Hillsborough families react after being told that six people have been charged with criminal offences - Getty Images Europe
Hillsborough families react after being told that six people have been charged with criminal offences - Getty Images Europe

Over the past 28 years the bereaved of Hillsborough have marked each painful hurdle in the battle for justice with an outpouring of emotion.

The decision last year by an inquest jury that 96 Liverpool supporters crushed to death in the 1989 stadium disaster had been unlawfully killed was hailed with fluttering red scarves and families linking arms to sing the city’s famous anthem: “You’ll Never Walk Alone.”

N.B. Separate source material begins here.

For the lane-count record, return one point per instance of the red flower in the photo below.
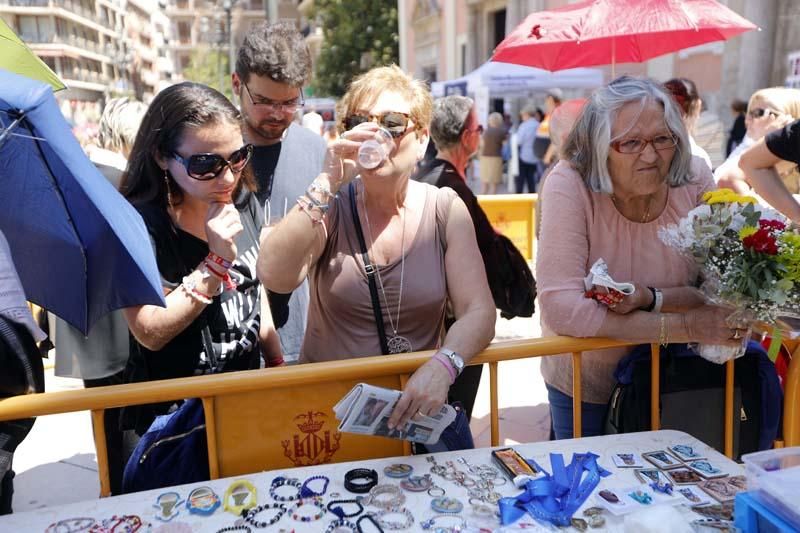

But yesterday as they walked out from Warrington’s Parr Hall into the Cheshire drizzle after hearing the news that six people, including two senior officers, have been charged with criminal offences over the deaths and the alleged ensuing cover-up, the emotions they have worn so visibly over the years were kept tightly in check.

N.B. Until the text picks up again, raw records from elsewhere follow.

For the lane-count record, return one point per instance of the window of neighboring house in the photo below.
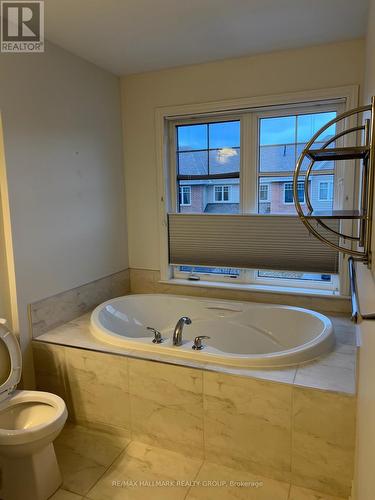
(263, 192)
(222, 193)
(325, 191)
(210, 152)
(185, 195)
(288, 192)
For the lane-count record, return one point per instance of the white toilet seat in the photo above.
(15, 355)
(29, 423)
(32, 433)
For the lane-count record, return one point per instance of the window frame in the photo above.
(222, 189)
(284, 192)
(330, 191)
(229, 110)
(181, 196)
(267, 199)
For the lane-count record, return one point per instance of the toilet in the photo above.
(29, 423)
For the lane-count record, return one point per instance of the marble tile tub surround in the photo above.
(148, 281)
(335, 371)
(285, 432)
(97, 466)
(58, 309)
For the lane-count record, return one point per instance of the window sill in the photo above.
(280, 290)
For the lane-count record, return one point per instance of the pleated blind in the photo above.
(276, 242)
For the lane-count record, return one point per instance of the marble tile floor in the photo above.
(100, 464)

"28 years for justice," said Marcia Willis Stewart, the lead lawyer for 77 of the families at the inquests, to the amassed cameras outside. “Now is the time for accountability.

Barry Devonside, whose son Christopher, 18, was among the 96 killed in the FA Cup semi-final between Liverpool and Nottingham Forest, simply pumped a tightly coiled fist as he emerged.

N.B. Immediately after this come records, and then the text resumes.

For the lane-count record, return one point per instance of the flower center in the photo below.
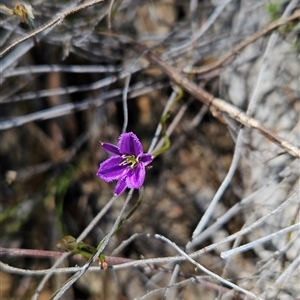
(129, 160)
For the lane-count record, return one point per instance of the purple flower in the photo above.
(127, 164)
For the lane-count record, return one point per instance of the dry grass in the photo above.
(217, 187)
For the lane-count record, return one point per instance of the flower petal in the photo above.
(130, 144)
(110, 149)
(120, 187)
(146, 158)
(136, 177)
(111, 170)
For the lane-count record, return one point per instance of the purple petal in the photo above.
(110, 148)
(146, 158)
(121, 186)
(130, 144)
(111, 170)
(136, 177)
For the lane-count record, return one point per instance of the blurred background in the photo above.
(62, 93)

Mr Devonside admitted there were initial cheers among the families inside the building when the charges were read out.

Trevor Hicks and Margaret Aspinall speak to the press - Credit: Andrew Yates/Reuters 
Trevor Hicks and Margaret Aspinall speak to the press Credit: Andrew Yates/Reuters

Yet the desire not to prejudice forthcoming criminal proceedings they have fought most of their lives to bring before the courts remained at the forefront of all their minds. 

In a statement delivered outside the hall, Marcia Willis Stewart said accountability for the tragedy was "key" and "at the heart" of the long campaign.

She added: "the families are sensitive to the issue of fairness and due process and nobody wishes to jeopardise this."

She was flanked by relatives looking sternly ahead. Some embraced while still clutching coffee cups, or permitted themselves the faintest of smiles sheltering under umbrellas outside the red-brick building which is normally reserved for concerts rather than announcements from the Crown Prosecution Service. 

Margaret Aspinall, the chairwoman of the Hillsborough Family Support Group whose son James died in the disaster and was personally hailed for her work by the Prime Minister in the House of Commons yesterday, spoke for many of the families when she expressed the hope that finally some semblance of peace now lay ahead.

"I think everybody needs that,” she said. “I think we all need peace from Hillsborough but we can never have peace until we've got truth, justice, accountability.”

As ever with the Hillsborough families’ campaign, each step forward is a bitter victory – marked by the absence of those no longer here to see it.

Their fight has gone on for so long that it is not just anymore in the memory of the 96 who never came home, but more recently the relatives who have since passed away without knowing the outcome of their campaign.

Trevor Hicks, 71, whose teenage daughters Vicki and Sarah were killed in the stadium, told the Telegraph last night that he had been to a number of funerals recently of parents like him who lost children in the tragedy.

Only a few weeks ago he attended the funeral of Sydney Edwards, a founding member of the Hillsborough Family Support Group whose son Christopher was killed. 

A family member of the 96 Hillsborough victims wearing a badge after family members of the 96 Hillsborough victims met with Sue Hemming, Head of the Crown Prosecution Service - Credit: Nigel Roddis/EPA
A family member of the 96 Hillsborough victims wearing a badge after family members of the 96 Hillsborough victims met with Sue Hemming, Head of the Crown Prosecution Service Credit: Nigel Roddis/EPA

The 80-year-old from Cheshire passed away last month following a short illness.

Yesterday, the families also discovered that there will be no manslaughter prosecution over the death of the 96th casualty, Anthony Bland, as he died almost four years later, and under the law in 1989 when the alleged offence was committed, his death is now "out of time" to be prosecuted.

“We think of them and we think of ourselves,” Hicks said. “There are no winners in this and it doesn’t bring anybody back from the disaster.”

Hicks also explained the subdued response yesterday by the fact that the families know through painful experience what lies ahead:  a long legal process which is likely to take yet more years to fully conclude.

Still, as ever they are motivated by a fierce sense of justice. And something else now: hope.

“We see this as a step forward and I feel now that my glass is two thirds full,” he said. “This is the real beginning of the end.”